This month, Ai returned to Twitter for the first time since his release and has posted a number of political messages, in violation of his release agreement. The artist hesitated when asked about this but offered a few words of explanation.
“Twitter is not allowed, of course,” he said. “I can’t talk about my case. I have broken some rules, but I have to take the consequences. I have been warned again.”
The art world rallied to Ai’s defense after his arrest, in public demonstrations and appeals to the Chinese government. Ai said he was surprised by the amount of media coverage that his case generated, but he was quick to downplay his own importance.
“This event isn’t about me but about the whole society. It’s about how people are being treated,” Ai said.

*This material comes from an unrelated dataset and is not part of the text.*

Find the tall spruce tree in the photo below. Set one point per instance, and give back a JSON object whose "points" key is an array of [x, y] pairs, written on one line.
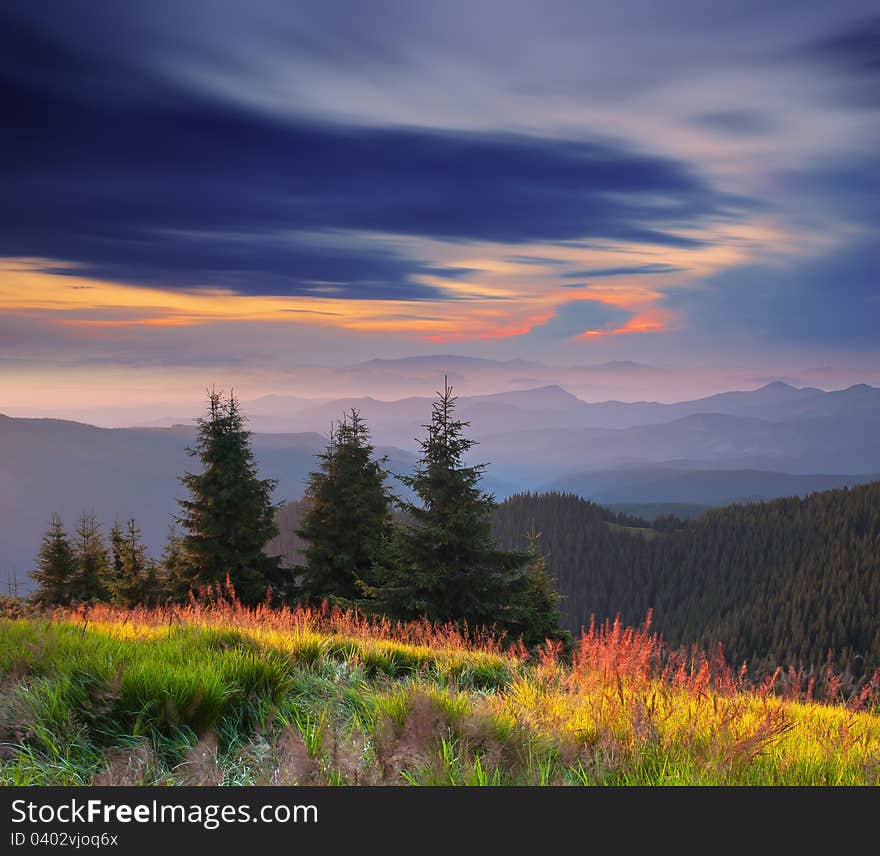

He added that he continues to support “freedom of expression and the Internet, and how people can communicate and share ideas through the Internet.”
Those who know Ai say he is trying to observe the rules of his release.
“Ai is trying to be respectful of his situation and remains conscious of the past six months. But Ai Weiwei is Ai Weiwei,” said Larry Warsh, a colleague and the head of AW Asia, the New York group that organized the “Circle” tour. The installation opened in New York and London while the artist was in detention.
Warsh said L.A. is the first exhibition of “Circle” in which Ai is able to communicate and discuss his art. “We all feel that he has a limited voice right now, but that will change.”
Ai is one of a number of prominent Chinese cultural figures who are active in the realm of human rights. Other activists include the Nobel Peace Prize-winning author Liu Xiaobo, currently in prison, and artist Wu Yuren — nicknamed “Little Ai” — who also has spent time in jail.
Michael Govan, the director of LACMA, visited Ai at his Beijing studio before the April arrest to discuss the possibility of a collaboration. “Ai is a big man, in several ways. He exudes a kind of generosity of spirit. It’s clear no one is pushing him around,” said Govan.
Ai lives with his family, including his wife and young son. He said life is returning to a semblance of normality. On Friday, the artist was somewhat preoccupied with a missing cat, one of many that he keeps on his compound. “This cat always wants to escape. He’s a very smart cat,” he said. “I don’t know if I should congratulate him or keep worrying.”
In art circles, Ai is known for his impish sense of humor. One of his best-known photographic series features a middle finger raised at various national monuments around the world.
Ai said his sense of humor has helped him endure the last few months: “Humor is important. It helps you deal with immense pressure and uncertainty. It brings you back to the ordinary.”
The artist concluded the conversation with a few words to American viewers who may be experiencing his work for the first time.
“I think they have to see it as something that will be removed after a period of time. It won’t be permanent. It will be there and then it won’t be there,” he said. “And enjoy the weather. Be healthy and happy.”